US FDA grants orphan drug status to selumetinib for adjuvant treatment of differentiated thyroid cancer
AstraZeneca, a global, innovation-driven biopharmaceutical company, announced that the US Food and Drug Administration (FDA) has granted Orphan Drug Designation for the investigational MEK 1/2 inhibitor, selumetinib (AZD6244, ARRY-142886) for adjuvant treatment of patients with stage III or IV differentiated thyroid cancer (DTC).
DTC is diagnosed in approximately 60,000 people in the US each year,1 and radioactive iodine (RAI) is recommended for those with known/suspected metastases at diagnosis and those at high risk of recurrence.2 A small proportion of patients do not benefit from currently available treatment with RAI because they do not express sufficient sodium/iodine symporter (NIS) which is important for RAI uptake into thyroid cells.3,4 Selumetinib is being tested for its ability to increase expression of NIS with the potential to add a treatment option for patients who do not respond well to RAI.
Sean Bohen executive vice president, global medicines development and chief medical officer, at AstraZeneca, said: “Uptake of RAI is crucial for patients with thyroid cancer where no other therapies have proven beneficial. Selumetinib could significantly enhance currently available treatment options for these patients. The Orphan Drug Designation is an important achievement as we advance our development plans for this potential treatment in differentiated thyroid cancer.”
The Orphan Drug Designation programme provides orphan status to drugs and biologics, which are defined as those intended for the safe and effective treatment, diagnosis or prevention of rare diseases or disorders that affect fewer than 200,000 people in the US.
Selumetinib inhibits the MEK pathway in cancer cells to prevent tumour growth. It is being tested in the phase III ASTRA trial in patients with DTC who are at high risk of recurrence. In a phase II study of selumetinib in patients with advanced thyroid cancer, clinically meaningful increases in iodine uptake and retention were seen in patients with thyroid cancer that was refractory to RAI.
In addition to DTC, selumetinib is being tested in SELECT-1, a phase III trial of patients with KRAS-mutant advanced non-small cell lung cancer (NSCLC) and in a phase II registration trial of paediatric and adolescent patients with neurofibromatosis Type 1 in collaboration with the US National Cancer Institute.

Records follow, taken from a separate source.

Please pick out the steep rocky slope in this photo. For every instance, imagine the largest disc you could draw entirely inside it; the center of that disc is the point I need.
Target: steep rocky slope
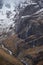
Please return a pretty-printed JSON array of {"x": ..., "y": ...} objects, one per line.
[{"x": 26, "y": 44}]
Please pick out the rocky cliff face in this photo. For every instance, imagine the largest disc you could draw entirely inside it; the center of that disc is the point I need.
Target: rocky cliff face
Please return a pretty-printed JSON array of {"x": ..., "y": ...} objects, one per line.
[{"x": 27, "y": 43}]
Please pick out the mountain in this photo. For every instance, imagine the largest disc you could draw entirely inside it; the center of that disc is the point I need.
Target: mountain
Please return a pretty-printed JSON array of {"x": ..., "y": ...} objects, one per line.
[{"x": 24, "y": 41}]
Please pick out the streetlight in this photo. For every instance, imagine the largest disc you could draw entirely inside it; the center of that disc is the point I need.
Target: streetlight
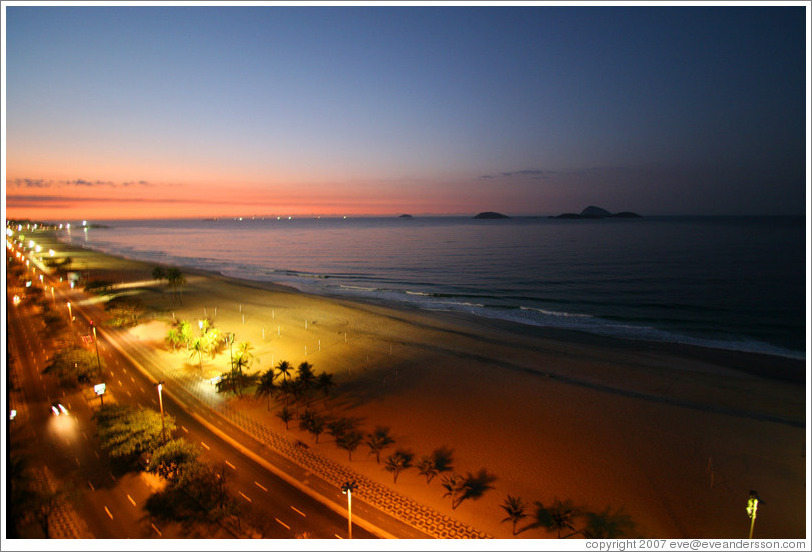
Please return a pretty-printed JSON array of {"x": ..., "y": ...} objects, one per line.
[
  {"x": 347, "y": 489},
  {"x": 160, "y": 385},
  {"x": 96, "y": 342},
  {"x": 752, "y": 506}
]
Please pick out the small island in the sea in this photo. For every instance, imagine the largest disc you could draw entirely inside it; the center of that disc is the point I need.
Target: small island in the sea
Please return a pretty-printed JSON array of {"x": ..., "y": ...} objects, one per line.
[
  {"x": 491, "y": 215},
  {"x": 593, "y": 212}
]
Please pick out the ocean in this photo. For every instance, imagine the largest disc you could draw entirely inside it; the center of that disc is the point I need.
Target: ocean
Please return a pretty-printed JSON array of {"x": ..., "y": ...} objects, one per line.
[{"x": 722, "y": 282}]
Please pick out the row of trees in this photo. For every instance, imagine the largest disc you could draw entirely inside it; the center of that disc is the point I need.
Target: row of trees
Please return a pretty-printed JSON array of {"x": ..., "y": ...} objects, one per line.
[
  {"x": 563, "y": 516},
  {"x": 174, "y": 279}
]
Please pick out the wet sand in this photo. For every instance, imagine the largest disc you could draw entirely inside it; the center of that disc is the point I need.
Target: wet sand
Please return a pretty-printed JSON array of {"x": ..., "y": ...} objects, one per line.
[{"x": 673, "y": 436}]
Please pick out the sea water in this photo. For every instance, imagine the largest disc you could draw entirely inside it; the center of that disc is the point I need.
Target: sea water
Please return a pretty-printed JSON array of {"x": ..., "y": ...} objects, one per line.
[{"x": 723, "y": 282}]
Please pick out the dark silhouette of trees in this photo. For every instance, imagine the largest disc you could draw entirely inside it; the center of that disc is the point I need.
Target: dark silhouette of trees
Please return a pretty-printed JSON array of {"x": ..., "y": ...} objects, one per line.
[
  {"x": 398, "y": 461},
  {"x": 266, "y": 387},
  {"x": 514, "y": 507},
  {"x": 379, "y": 440},
  {"x": 556, "y": 517}
]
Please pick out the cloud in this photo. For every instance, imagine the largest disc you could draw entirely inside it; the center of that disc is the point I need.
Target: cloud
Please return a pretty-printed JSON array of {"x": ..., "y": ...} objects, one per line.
[
  {"x": 78, "y": 182},
  {"x": 532, "y": 174}
]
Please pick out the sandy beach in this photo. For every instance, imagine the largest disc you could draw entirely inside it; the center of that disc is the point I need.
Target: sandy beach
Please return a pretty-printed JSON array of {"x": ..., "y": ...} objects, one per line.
[{"x": 674, "y": 437}]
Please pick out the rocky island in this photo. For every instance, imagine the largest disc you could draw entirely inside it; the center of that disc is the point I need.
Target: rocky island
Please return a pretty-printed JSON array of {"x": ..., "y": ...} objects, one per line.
[{"x": 593, "y": 212}]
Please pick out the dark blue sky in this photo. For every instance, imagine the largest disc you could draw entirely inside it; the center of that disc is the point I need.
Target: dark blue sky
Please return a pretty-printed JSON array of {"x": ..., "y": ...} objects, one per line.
[{"x": 526, "y": 110}]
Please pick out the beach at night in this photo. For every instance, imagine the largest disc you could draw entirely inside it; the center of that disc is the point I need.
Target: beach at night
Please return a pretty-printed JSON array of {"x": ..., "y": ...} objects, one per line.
[{"x": 668, "y": 437}]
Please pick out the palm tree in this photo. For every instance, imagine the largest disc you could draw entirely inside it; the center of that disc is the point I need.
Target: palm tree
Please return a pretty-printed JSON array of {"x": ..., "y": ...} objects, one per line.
[
  {"x": 285, "y": 416},
  {"x": 350, "y": 441},
  {"x": 476, "y": 484},
  {"x": 174, "y": 338},
  {"x": 244, "y": 356},
  {"x": 266, "y": 387},
  {"x": 307, "y": 378},
  {"x": 284, "y": 368},
  {"x": 454, "y": 485},
  {"x": 185, "y": 330},
  {"x": 514, "y": 507},
  {"x": 379, "y": 440},
  {"x": 559, "y": 515},
  {"x": 399, "y": 461},
  {"x": 198, "y": 348},
  {"x": 426, "y": 468},
  {"x": 316, "y": 426},
  {"x": 324, "y": 383}
]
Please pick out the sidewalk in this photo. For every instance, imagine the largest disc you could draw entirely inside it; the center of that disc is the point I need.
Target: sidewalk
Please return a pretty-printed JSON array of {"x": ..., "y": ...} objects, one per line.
[{"x": 427, "y": 520}]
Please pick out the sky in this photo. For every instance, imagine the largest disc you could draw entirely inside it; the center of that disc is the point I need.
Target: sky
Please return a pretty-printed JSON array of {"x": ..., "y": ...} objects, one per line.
[{"x": 136, "y": 111}]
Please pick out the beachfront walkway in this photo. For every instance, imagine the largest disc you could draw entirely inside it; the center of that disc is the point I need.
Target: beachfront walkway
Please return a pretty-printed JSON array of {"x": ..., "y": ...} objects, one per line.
[{"x": 423, "y": 518}]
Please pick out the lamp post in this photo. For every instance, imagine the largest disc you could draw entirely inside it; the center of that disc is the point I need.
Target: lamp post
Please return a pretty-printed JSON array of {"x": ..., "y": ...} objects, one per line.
[
  {"x": 160, "y": 385},
  {"x": 96, "y": 342},
  {"x": 347, "y": 489},
  {"x": 752, "y": 506}
]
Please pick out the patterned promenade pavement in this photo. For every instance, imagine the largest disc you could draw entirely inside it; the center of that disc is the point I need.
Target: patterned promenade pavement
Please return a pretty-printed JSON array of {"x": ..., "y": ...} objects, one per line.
[{"x": 423, "y": 518}]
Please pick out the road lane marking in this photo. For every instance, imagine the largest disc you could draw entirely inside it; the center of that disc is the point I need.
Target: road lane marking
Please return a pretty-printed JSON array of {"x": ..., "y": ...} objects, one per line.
[{"x": 282, "y": 524}]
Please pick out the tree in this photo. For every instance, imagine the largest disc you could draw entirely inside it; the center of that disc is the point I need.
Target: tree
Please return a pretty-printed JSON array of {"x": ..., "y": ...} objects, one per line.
[
  {"x": 73, "y": 364},
  {"x": 379, "y": 440},
  {"x": 285, "y": 415},
  {"x": 235, "y": 382},
  {"x": 350, "y": 441},
  {"x": 324, "y": 382},
  {"x": 307, "y": 379},
  {"x": 454, "y": 485},
  {"x": 266, "y": 387},
  {"x": 426, "y": 468},
  {"x": 284, "y": 368},
  {"x": 440, "y": 461},
  {"x": 173, "y": 458},
  {"x": 477, "y": 484},
  {"x": 399, "y": 461},
  {"x": 125, "y": 311},
  {"x": 127, "y": 431},
  {"x": 198, "y": 348},
  {"x": 559, "y": 515},
  {"x": 514, "y": 507}
]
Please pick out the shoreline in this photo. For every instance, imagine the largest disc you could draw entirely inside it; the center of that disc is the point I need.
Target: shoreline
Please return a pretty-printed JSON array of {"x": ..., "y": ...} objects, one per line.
[
  {"x": 608, "y": 423},
  {"x": 768, "y": 365}
]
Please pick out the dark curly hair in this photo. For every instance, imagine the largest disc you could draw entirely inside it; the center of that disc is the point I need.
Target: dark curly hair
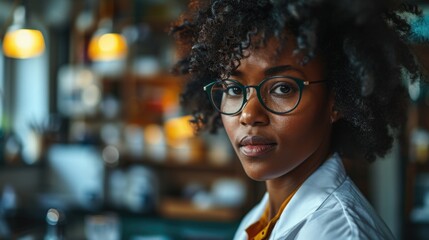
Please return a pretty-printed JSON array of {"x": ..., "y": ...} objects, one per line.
[{"x": 365, "y": 42}]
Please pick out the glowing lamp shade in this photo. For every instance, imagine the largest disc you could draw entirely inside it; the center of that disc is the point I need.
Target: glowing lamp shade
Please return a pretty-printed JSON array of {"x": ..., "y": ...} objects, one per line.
[
  {"x": 23, "y": 43},
  {"x": 108, "y": 46},
  {"x": 179, "y": 130}
]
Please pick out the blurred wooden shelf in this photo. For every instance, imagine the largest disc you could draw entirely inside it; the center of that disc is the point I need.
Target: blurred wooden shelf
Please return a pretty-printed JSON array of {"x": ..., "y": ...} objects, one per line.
[{"x": 183, "y": 209}]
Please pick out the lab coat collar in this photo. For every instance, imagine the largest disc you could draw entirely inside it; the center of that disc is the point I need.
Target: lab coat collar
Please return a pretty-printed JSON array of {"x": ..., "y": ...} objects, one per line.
[{"x": 310, "y": 196}]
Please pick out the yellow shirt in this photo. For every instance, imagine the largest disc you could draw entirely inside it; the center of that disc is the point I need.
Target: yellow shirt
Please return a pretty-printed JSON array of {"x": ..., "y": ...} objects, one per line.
[{"x": 261, "y": 229}]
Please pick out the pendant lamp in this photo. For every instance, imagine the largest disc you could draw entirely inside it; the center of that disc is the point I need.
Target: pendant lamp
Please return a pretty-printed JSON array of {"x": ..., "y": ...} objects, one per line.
[
  {"x": 21, "y": 40},
  {"x": 106, "y": 45}
]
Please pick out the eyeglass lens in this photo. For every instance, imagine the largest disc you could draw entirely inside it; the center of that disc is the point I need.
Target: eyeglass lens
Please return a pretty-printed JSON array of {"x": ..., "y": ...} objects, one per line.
[{"x": 279, "y": 95}]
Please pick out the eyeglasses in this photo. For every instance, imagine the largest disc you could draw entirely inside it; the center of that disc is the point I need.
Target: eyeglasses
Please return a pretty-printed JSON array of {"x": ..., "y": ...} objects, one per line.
[{"x": 278, "y": 94}]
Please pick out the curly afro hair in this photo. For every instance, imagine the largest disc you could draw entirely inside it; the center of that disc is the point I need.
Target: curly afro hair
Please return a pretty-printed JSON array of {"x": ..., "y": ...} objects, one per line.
[{"x": 366, "y": 42}]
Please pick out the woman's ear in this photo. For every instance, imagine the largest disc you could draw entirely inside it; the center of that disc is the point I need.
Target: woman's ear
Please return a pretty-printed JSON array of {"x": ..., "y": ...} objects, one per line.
[{"x": 334, "y": 113}]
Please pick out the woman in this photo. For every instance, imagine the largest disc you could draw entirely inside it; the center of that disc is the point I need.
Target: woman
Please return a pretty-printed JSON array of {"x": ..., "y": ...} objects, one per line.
[{"x": 298, "y": 86}]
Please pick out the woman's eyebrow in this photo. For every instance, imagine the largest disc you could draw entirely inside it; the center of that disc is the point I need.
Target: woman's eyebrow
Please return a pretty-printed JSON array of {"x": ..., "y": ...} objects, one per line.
[
  {"x": 278, "y": 69},
  {"x": 236, "y": 73}
]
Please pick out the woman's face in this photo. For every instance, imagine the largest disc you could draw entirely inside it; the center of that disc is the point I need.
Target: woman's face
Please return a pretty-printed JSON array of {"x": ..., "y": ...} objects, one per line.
[{"x": 270, "y": 145}]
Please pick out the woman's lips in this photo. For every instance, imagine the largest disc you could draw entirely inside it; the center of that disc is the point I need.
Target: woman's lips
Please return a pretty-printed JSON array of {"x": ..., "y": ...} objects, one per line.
[{"x": 254, "y": 146}]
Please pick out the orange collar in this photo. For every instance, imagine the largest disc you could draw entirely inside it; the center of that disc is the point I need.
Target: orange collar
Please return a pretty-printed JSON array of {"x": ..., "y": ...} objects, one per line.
[{"x": 261, "y": 229}]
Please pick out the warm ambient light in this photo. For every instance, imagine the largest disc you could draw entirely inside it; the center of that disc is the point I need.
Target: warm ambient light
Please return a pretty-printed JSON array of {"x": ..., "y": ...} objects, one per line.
[
  {"x": 179, "y": 130},
  {"x": 108, "y": 46},
  {"x": 23, "y": 43}
]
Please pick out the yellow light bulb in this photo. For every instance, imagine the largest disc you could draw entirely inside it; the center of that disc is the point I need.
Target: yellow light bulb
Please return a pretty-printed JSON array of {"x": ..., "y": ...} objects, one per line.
[
  {"x": 23, "y": 43},
  {"x": 109, "y": 46}
]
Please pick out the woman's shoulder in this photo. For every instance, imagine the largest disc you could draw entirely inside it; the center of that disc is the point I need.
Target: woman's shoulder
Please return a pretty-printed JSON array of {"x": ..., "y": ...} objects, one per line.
[{"x": 345, "y": 214}]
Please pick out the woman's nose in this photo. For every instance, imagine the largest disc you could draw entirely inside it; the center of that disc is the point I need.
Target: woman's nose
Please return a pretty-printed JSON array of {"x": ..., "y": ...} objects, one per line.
[{"x": 253, "y": 113}]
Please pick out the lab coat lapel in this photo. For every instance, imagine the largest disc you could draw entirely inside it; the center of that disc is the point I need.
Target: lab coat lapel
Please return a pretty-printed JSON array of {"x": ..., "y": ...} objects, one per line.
[{"x": 310, "y": 196}]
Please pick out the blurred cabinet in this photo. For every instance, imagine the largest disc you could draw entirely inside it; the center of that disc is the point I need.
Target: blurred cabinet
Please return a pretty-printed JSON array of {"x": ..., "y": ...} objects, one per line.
[
  {"x": 415, "y": 152},
  {"x": 154, "y": 164}
]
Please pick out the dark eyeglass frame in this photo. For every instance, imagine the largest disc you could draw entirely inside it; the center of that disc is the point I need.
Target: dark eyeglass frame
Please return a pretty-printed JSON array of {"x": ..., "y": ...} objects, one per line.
[{"x": 301, "y": 84}]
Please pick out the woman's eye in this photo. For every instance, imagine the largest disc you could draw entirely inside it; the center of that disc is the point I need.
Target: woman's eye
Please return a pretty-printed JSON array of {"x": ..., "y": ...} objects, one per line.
[
  {"x": 233, "y": 91},
  {"x": 282, "y": 89}
]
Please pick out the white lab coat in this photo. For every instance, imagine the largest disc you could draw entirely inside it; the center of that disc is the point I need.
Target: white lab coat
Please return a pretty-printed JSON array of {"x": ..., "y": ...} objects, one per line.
[{"x": 327, "y": 206}]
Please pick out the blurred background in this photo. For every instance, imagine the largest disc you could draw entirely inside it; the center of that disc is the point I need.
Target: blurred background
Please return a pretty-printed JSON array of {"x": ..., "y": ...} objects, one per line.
[{"x": 95, "y": 145}]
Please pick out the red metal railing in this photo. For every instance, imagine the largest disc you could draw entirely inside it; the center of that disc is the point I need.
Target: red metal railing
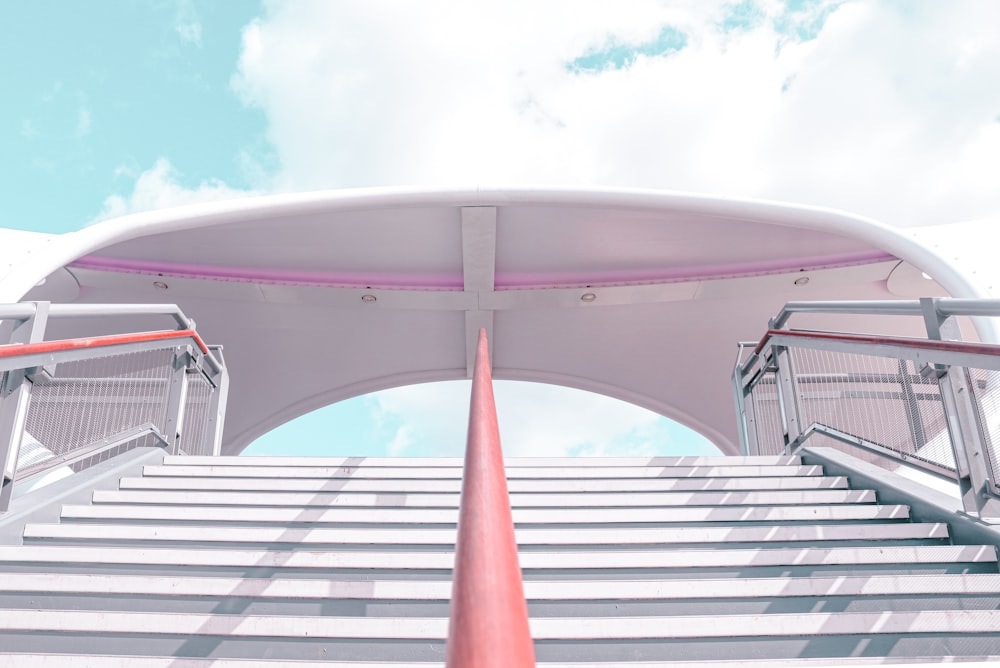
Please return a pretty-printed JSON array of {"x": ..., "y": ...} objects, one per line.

Selumetinib is an oral, potent, selective inhibitor of MEK, part of the mitogen-activated protein kinase (MAPK) pathway which is frequently activated in cancer, including those with the KRAS mutation, which is present in 20% of human cancers and 20-30% of non-small cell lung cancer tumours.
MAPK activation also inhibits expression of thyroid hormone biosynthesis genes, including the sodium/iodine symporter (NIS) which facilitates iodine uptake into cells. Pre-clinical studies have suggested that following MAPK inhibition, iodine uptake by thyroid tumour cells is regained.
AstraZeneca acquired exclusive worldwide rights to selumetinib from Array BioPharma Inc. in 2003.
ASTRA is a phase III randomised, double blind study which is comparing the complete remission rate following a 5-week course of selumetinib or placebo and single dose adjuvant radioactive iodine therapy in patients with differentiated thyroid cancer.